Molecular structure (frameN.gro)
The .gro file (frameN.gro) contain the molecular structure in a GROMACS-specific format. By concatenating multiple .gro files, you have a trajectory file (I don't think FAH uses it that way though). Each line describes one atom, names the molecule that it's a part of, and specifies its position and its velocity vectors. This seems to be the largest file. It actually contains completely redundant information, and there's no real need for it to be created and sent to the server. The other files that are sent to the server (or were sent to us by the server) can be used to re-create the .gro file:

Code: Select all

$ mkdir wudata wuresults
$ tail -c+513 wudata_01.dat | tar -C wudata -x
$ tail -c+513 wuresults_01.dat | tar -C wuresults -x
$ gmx convert-trj -f wuresults/state.cpt -s wudata/frame4.tpr -o out.gro 2>/dev/null
$ diff wuresults/frame4.gro out.gro
1c1
< FOO in water
---
> frame t= 25000.000
This format can also be used to visualize the ending point of the simulation. Here is an example from a WU I ran recently. I've removed the water molecules and ions to make it easier to see and show it in two different visualization styles:

Image Image

Energy information (ener.edr)
The .edr file (ener.edr) contains information about the energy of the system (temperature, volume, enthalpy, pressure, voltage potential, etc) in a portable (machine-independent) format. It doesn't seem to be sent back to the server in any of the WUs I have run. The file can be analyzed with the "gmx energy" command. The binary equivalent of the .edr file is .ene and they can be inter-converted but a .ene file created on one architecture might not be readable if moved to another architecture. I don't think FAH uses .ene files.

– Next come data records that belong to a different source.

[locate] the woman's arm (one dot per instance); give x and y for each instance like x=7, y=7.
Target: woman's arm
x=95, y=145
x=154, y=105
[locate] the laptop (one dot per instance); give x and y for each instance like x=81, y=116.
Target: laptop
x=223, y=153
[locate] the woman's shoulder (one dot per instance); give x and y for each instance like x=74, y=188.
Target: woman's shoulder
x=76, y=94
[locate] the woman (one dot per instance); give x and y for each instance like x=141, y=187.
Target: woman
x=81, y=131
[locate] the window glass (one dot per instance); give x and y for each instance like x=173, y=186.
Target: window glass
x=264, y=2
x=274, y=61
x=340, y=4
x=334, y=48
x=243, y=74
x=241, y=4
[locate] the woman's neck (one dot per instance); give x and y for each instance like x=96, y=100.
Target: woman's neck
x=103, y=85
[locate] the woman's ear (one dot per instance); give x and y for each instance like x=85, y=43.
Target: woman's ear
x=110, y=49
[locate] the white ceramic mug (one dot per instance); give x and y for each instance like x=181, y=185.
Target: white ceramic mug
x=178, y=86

Trajectory information (frameN.xtc and frameN.trr)
The .xtc file (frameN.xtc) is a portable (machine-independent) file containing low-precision trajectories. It stores a list of steps (and their timestamps) and a list of atoms' coordinates. The .trr file is the trajectory file like the .xtc file. Unlike the .xtc file, it contains full-precision trajectories as well as velocities, forces, and energies. I don't see the .trr file on any WUs I am running, but some FAH projects use it instead of the reduced-precision .xtc file. The simulation will periodically append a new "snapshot" to this file. How often the snapshot is made is configured by the researcher.

Simulation state checkpoints (state.cpt, state_prev.cpt, and state_stepN.cpt)
The .cpt file (state.cpt) is just a checkpoint file. It contains everything necessary to resume the simulation exactly where it stopped as well as the offset of files (such as logs) when the checkpoint was made, so that those files can be truncated to restore them to the state they were at then. There is also a state_stepN.cpt (N is the step number that the checkpoint is created for). When a checkpoint is made, the new state is written to state_stepN.cpt. Once that file is written, state.cpt is renamed to state_prev.cpt and state_stepN.cpt is renamed to state.cpt.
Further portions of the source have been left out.